歯医者と株

いつも朝は思い出す、過去を見ていることを。通りを歩くこともなく、知らなかったはずの空を。さっき歯医者で削った歯の詰物を入れてきた。ぼんやりと窓の外を見ていると、虫歯ができた理由を思い出させられたがただの菓子の食い過ぎだったのだと反省していた僕は振り返れば子供の頃は親に制御されていたので虫歯にはならなかったのだと思うのだ。昨夜は凡ミスを繰り返してしまいADに申し訳なかったと思う、僕は日経平均が暴落していたので気が動転していたのだ。今は調整局面なのだという話もあるが資金をドルに換金しておいてよかったと思う、あとは介入直前でまた円に戻せば良いだけだ。二回は今年もありそうな予感がさせられていたが一回は確かに実行する気がしていた先の見えないようなことは何も読めなかった。世の中は将棋と違って流れを変える可能性は無限にあるけれど、将棋は盤面のルールの中で物事を考えるゲームだということが理解できるので想像することが重要だと思うのは間違っているような気がする。経験が無いことにはどのように頭脳がある棋士であっても強くはならないというのが私の持論だった。

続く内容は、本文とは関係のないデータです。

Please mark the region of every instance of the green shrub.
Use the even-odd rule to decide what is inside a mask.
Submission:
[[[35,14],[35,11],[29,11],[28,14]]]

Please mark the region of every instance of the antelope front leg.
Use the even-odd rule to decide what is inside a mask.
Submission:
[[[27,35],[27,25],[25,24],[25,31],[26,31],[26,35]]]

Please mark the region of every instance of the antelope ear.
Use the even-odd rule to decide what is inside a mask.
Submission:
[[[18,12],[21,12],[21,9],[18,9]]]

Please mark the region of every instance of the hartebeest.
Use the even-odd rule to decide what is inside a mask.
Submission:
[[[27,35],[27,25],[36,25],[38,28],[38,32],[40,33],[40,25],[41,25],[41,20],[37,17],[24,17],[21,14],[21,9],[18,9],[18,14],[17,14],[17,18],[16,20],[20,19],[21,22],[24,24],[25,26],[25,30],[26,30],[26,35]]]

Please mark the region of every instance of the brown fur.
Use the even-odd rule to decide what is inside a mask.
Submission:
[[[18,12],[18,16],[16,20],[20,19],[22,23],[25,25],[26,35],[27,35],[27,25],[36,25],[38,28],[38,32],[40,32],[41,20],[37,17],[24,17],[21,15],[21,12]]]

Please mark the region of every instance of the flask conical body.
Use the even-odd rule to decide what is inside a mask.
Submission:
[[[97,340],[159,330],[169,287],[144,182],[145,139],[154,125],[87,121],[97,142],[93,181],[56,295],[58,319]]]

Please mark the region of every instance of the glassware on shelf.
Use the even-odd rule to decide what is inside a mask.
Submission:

そのような観点からすると個別株投資をはじめて数週間ではあるがチャートと数字を見ていると何となく良い株と悪い株の判断が私自身であってもつきそうだった。大金が絡んでいるので見ている時は凝視させられてしまう。イチローのように安定した業績を残す可能性を秘めた株の持つ堅実性のある動きはどのような理由から立ち現れるのだろう。窓の外はぼんやりとした色の雲が動いている。山の向こうにあるおいしいパンの店の入り口を思う。レジの脇にあるカゴにはミミが時々入っていたがそれを時々バックの中に何となく入れて私は持ち帰った。線路の脇には奇妙な花の植物が多く群生していて草ではなさそうだがどこか発端になる場所からこの辺りに広がって咲いているのだと思うのだ。